"Rich and Famous" sounds like an irresistible title. The only conceivable improvement might be "Rich, Famous and Sexy," but the "sexy" is probably implicit. The new movie adorned with this sure-fire title happens to be a tacky and disreputable attempt at a sophisticated comedy about women writers.

The latest refinement in misbegotten remakes, "Rich and Famous" aspires to update "Old Acquaintance," a John Van Druten play that supplied Bette Davis and Miriam Hopkins with a richly entertaining movie vehicle in 1943. Jacqueline Bisset and Candice Bergen are the unfortunate victims stuck in the muck of time warps, shallow characterizations and kinky distractions.

George Cukor belies his age -- 82 -- with a chipper job of direction, and the movie has a crisp, luminous sheen, but the classy aspects are superficial. Ultimately, the shabby text undermines the valiant efforts of the hard-working costars and their stylish director to revive the pleasures of a vintage Hollywood women's picture.

Bisset and Bergen are introduced as classmates at Smith in 1959 on the occasion of the latter's elopement with David Selby, a young professor vaguely connected with the sciences. They reappear 10 years later. By that time Bisset's character, Liz Hamilton, has established a promising literary reputation with an award-winning first novel, "Night Song." After a speaking engagement at UCLA, she stays at the Malibu home of Bergen's character, Merry oel Blake, who is still married to her professor, Doug, a faculty member at Cal Tech, and is now the mother of an 8-year-old daughter, Debby.

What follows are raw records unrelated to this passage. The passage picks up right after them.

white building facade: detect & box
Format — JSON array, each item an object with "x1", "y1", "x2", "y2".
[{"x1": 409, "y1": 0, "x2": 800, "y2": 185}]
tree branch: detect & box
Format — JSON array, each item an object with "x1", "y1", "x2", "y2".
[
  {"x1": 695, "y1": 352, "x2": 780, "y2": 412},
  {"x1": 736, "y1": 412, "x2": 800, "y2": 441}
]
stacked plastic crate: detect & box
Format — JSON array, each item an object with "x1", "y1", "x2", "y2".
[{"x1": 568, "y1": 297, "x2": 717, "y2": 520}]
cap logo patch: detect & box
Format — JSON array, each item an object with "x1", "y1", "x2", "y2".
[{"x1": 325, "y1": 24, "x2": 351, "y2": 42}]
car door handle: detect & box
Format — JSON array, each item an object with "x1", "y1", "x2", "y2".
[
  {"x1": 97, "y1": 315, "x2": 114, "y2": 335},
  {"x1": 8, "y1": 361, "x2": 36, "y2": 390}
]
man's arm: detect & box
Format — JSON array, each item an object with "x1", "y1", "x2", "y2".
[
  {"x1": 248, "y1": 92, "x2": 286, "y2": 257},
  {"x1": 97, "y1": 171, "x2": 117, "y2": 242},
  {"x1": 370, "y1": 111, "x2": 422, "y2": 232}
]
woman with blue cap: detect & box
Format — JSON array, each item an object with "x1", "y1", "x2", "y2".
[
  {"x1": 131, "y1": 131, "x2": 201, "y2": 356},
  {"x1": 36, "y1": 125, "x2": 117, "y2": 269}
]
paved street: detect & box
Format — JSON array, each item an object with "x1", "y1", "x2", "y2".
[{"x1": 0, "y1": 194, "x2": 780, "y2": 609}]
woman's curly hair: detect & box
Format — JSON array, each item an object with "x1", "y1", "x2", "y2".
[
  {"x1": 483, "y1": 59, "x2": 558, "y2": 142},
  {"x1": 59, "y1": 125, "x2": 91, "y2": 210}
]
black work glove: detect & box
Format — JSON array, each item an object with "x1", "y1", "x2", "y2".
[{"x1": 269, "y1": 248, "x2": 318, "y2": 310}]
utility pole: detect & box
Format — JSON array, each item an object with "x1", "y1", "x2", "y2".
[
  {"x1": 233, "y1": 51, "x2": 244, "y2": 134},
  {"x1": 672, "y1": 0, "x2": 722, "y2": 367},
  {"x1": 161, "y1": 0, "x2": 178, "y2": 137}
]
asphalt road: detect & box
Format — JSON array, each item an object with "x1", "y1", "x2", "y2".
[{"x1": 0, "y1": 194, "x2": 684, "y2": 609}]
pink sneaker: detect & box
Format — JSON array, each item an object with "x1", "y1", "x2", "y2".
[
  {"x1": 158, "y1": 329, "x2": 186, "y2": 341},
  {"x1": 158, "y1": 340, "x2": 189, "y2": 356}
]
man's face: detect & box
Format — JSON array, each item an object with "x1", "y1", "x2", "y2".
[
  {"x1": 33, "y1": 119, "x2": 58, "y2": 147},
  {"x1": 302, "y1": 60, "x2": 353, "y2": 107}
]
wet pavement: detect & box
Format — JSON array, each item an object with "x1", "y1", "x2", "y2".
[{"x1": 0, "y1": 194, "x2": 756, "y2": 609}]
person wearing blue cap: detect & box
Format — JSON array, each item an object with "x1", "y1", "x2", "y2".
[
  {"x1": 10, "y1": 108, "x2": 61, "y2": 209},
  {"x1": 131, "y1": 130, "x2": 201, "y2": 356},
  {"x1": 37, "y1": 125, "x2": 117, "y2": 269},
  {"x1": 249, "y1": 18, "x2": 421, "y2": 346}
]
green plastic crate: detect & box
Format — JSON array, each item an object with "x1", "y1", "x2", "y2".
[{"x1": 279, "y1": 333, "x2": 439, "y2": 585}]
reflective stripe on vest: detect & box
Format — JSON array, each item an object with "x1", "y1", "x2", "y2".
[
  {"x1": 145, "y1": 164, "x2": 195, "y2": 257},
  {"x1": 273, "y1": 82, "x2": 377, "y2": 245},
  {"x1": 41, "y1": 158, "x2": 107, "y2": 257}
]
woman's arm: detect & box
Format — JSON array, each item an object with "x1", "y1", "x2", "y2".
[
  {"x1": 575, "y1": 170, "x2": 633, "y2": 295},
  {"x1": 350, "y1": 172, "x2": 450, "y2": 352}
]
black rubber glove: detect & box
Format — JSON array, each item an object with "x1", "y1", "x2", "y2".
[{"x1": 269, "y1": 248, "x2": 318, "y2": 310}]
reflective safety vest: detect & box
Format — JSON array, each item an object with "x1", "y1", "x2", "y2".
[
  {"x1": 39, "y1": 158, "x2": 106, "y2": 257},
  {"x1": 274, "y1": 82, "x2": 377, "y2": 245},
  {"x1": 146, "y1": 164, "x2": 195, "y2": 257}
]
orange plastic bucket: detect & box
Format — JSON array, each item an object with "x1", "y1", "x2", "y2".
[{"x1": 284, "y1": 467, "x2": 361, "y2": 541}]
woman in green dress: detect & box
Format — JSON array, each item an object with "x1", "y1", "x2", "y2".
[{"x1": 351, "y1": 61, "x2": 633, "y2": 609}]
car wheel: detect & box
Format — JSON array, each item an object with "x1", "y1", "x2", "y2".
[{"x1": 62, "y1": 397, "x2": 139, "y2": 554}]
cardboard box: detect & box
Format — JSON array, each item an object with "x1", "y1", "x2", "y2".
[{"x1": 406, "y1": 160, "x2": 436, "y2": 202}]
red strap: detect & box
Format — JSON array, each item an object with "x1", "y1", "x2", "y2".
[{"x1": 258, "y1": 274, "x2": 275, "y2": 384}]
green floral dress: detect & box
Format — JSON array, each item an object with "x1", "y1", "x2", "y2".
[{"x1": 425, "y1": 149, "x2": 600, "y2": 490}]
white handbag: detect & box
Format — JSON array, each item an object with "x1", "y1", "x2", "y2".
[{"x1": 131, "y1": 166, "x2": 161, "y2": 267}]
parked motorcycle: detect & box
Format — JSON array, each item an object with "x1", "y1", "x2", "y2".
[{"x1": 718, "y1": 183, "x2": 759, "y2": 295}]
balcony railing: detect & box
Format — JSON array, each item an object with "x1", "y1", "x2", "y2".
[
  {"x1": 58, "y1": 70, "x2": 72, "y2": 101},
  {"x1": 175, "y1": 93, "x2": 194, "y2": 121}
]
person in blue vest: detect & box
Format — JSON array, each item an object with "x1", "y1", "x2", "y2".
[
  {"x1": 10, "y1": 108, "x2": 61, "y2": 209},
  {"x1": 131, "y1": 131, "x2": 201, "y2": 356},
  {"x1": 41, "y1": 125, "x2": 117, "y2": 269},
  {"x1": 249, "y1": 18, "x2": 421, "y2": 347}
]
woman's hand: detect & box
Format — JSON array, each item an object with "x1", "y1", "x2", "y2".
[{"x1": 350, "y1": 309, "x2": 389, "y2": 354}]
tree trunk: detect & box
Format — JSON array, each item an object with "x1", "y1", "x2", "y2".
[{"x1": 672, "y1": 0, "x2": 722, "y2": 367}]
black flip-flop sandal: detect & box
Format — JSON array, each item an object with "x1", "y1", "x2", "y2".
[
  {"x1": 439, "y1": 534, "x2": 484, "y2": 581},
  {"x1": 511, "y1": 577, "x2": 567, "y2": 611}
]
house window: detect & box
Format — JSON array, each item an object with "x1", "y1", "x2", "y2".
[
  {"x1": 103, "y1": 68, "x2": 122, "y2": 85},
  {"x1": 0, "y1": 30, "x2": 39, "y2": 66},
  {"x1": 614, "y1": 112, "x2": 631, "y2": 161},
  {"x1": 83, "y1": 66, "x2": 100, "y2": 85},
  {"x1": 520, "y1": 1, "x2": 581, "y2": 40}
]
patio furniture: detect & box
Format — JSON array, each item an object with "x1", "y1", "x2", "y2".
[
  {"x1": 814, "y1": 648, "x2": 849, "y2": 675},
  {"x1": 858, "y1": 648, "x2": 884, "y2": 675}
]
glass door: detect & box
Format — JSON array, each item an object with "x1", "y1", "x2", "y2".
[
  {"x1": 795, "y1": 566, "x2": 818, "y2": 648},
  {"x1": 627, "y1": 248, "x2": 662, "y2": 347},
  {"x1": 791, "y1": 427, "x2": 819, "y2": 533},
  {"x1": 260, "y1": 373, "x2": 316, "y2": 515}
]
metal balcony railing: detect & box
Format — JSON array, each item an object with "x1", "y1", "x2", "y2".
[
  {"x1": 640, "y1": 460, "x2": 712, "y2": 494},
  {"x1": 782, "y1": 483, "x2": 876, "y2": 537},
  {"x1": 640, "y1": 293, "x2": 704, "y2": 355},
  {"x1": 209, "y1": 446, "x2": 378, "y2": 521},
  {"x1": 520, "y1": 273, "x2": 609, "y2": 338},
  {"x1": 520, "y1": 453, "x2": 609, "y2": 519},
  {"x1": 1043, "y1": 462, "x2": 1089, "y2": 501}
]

Merry Noel confesses that she, too, has literary aspirations and regales Liz with an all-night reading of her secret manuscript, "A House by the Sea," a roman a clef about the surrounding Malibu film colony. Sensing a best seller and rising above her annoyance, Liz agrees to show Merry Noel's novel to her publisher. The story resumes in 1975 and finds Merry Noel the queen of the best sellers. However, her marriage is on the rocks. Doug, feeling neglected and drinking to excess, finally walks out during a promotional trip to New York, after confessing to Liz that he's always loved her.

The concluding act brings us to 1981. Merry Noel has written her first "serious" novel. It's in contention for the prestigious National Writers Award, and Liz is one of the three jury members. While Merry Noel lobbies for the prize, entertains fond delusions of reconciliation with Doug and frets about Debby, now grown and consorting with a Puerto Rican writer whose notorious reputation worries her mother, Liz plunges into a whirlwind affair with a young interviewer from Rolling Stone -- Hart Bochner as an outrageous dreamboat called Chris Adams, who suggests a fantasy amalgam of Richard Gere and Alan Alda -- and seriously considers his proposal of marriage.

Confiding in Merry Noel, Liz solemnly recalls an old love affair in language that suggests a spoof of Hemingway: "I used to be very young. Paris was very old. He was very intense. I was very shy. I let him do all the work . . ." It's difficult to imagine how a supposedly trashy amateur like Merry Noel could improve on such stuff. What does unite these women emotionally and separate them intellectually? The lack of definition leaves the entire movie feeling scattered and bogus. Screenwriter Gerald Ayres tends to overcompensate for the amorphous characters by throwing in flamboyant spats and erotic tidbits, but there's no dramatic foundation for these highlights either.

The problem with arguments between Liz and Merry Noel is that they never seem sufficiently well-acquainted to get into shouting matches. On the sexual front, Ayres' sense of humor runs to gags of excruciating staleness -- for example, Liz grabbing an Erica Jong-style quickie in the bathroom of a jet or Merry Noel leaving Doug to fume in bed while she jumps up to make some notes for her book. One solemn episode in which Bisset is shown being seduced by a teen-age gigolo is so gratuitous that it would never be missed -- except by connoisseurs of the absurd -- had Cukor elected to cut it.

Given my own perplexity about the basic drives and character attributes of Liz and Merry Noel, it would be presumptuous to fault the actresses for compounding the confusion. Still, Bisset and Bergen reminded me of the sensation I felt while watching Faye Dunaway try to act up a storm in "Mommie Dearest": There's something missing. Attractive and sincere as they appear to be, they also seem to lack the physical and vocal authority necessary to put across arch, flamboyant material. I don't think it's sheer nostalgia that inclines me to believe that Davis and Hopkins in their prime were more imposing and entertaining talents.